More than 120 Christians have died in the last year as a result of targeted religious violence in Pakistan, a new report confirms.
The US Commission on International Religious Freedom collated statistics of publicly-reported attacks and has found that violence against Christian communities has risen substantially in recent months.
Seven Christians were killed in attacks between June 2012 and June 2013 in Pakistan, while in the following 12 months that figure leapt to 128.
"The body count of Christians jumped due to the attack on All Saints Church in Peshawar in September 2013," the report notes.
At least 119 people were killed when two suicide bombers carried out an attack following a service at the church. Islamic extremist group TTP Jundullah, which has links to the Taliban, claimed responsibility for the blast, which was the deadliest attack on Christians in Pakistani history.
The most targeted religious group in Pakistan, however, is not Christians, but Shia Muslims. More than 220 Shias have been murdered over the past 12 months; 29 of them in targeted shootings, and 11 in targeted bombings.
According to the report, the total number of attacks against religious groups has, in fact, decreased, but "they remain alarmingly high".
"The findings of the Project show that religious-based violence continues to persist, with little to no effective Pakistani government response at federal, provincial, or local levels," the report continues.

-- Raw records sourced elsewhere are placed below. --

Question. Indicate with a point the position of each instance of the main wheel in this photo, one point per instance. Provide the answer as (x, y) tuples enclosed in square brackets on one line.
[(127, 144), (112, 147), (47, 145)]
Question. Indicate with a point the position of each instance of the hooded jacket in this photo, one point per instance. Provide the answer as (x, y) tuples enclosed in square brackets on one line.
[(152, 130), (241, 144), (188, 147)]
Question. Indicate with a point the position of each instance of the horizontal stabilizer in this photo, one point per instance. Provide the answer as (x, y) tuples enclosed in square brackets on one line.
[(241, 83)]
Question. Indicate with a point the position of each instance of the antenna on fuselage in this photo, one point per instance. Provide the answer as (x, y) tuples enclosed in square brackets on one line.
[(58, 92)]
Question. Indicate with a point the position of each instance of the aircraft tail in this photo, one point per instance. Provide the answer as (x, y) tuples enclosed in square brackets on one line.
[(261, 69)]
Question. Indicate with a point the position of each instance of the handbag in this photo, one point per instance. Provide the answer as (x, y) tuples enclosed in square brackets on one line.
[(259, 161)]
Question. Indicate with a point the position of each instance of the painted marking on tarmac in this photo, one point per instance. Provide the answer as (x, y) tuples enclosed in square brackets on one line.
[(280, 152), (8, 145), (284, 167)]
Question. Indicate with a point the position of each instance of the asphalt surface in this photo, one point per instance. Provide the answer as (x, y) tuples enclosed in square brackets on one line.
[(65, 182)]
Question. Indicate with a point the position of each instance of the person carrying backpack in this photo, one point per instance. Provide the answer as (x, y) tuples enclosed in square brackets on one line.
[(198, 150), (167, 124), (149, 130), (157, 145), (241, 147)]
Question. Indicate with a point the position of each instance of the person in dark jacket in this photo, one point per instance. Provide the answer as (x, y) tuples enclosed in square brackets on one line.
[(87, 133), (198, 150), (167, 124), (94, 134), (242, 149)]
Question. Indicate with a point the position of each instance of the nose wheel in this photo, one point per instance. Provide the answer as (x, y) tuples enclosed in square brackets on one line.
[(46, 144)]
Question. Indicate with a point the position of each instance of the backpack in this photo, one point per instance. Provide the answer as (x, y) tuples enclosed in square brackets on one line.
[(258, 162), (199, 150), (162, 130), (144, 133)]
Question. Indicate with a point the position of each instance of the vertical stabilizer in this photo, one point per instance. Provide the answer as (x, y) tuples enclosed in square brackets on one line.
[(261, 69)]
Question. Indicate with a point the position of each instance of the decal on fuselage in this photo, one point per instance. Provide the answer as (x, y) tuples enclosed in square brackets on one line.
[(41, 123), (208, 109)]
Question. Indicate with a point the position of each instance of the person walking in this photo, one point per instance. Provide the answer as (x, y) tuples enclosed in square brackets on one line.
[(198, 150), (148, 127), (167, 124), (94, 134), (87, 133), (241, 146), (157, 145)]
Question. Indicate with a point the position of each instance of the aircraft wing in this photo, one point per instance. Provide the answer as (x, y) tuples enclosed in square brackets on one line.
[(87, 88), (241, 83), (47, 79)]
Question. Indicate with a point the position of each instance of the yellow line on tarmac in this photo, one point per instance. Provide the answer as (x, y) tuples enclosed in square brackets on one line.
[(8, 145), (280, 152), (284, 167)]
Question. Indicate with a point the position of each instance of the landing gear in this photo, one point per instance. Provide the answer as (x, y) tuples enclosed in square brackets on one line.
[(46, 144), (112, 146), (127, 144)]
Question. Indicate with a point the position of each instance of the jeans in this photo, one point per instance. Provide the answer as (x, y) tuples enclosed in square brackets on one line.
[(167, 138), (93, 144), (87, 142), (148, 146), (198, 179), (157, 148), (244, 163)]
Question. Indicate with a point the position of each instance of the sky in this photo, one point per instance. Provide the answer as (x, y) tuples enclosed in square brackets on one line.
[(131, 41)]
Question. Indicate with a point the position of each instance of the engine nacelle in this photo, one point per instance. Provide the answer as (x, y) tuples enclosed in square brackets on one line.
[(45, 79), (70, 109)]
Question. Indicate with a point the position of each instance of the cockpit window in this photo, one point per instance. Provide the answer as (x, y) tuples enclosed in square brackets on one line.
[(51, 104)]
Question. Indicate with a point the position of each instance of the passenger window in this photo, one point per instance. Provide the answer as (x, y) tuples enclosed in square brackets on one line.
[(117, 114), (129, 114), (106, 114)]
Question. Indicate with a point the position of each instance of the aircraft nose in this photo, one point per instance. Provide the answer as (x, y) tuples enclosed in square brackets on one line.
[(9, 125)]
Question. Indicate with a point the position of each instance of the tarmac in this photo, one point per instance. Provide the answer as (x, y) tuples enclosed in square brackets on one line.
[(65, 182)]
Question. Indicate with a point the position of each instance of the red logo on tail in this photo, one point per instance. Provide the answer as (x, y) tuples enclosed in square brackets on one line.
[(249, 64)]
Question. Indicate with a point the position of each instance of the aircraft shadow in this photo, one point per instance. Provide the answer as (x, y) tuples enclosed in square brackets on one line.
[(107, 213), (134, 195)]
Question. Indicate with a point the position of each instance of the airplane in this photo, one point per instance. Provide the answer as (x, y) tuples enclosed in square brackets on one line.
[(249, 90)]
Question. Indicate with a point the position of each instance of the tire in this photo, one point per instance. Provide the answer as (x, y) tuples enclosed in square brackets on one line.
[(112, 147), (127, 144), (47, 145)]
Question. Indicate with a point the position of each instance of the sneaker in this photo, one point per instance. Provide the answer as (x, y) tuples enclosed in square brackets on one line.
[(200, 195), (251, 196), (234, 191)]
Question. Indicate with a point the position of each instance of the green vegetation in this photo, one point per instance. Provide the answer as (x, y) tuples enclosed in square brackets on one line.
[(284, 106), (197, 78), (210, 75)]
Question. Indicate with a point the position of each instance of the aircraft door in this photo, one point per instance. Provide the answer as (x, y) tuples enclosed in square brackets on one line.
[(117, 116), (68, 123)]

"While the attacks occurred in the context of general episodes of violence confronting the entire country, the overall climate for religious freedom continues to deteriorate... Regarding attacks on religious groups, the government failed to take steps to hold perpetrators accountable or protect the vulnerable."
Pakistan is currently eighth on Open Doors' list of countries in which Christians are most violently persecuted for their faith.
According to Open Doors' World Watch List, "there is a high degree of impunity regarding acts of violence against Christians" in Pakistan, and forced-conversions are not unusual."
The blasphemy laws in particular have been blamed for increasing inter-religious tensions across the country.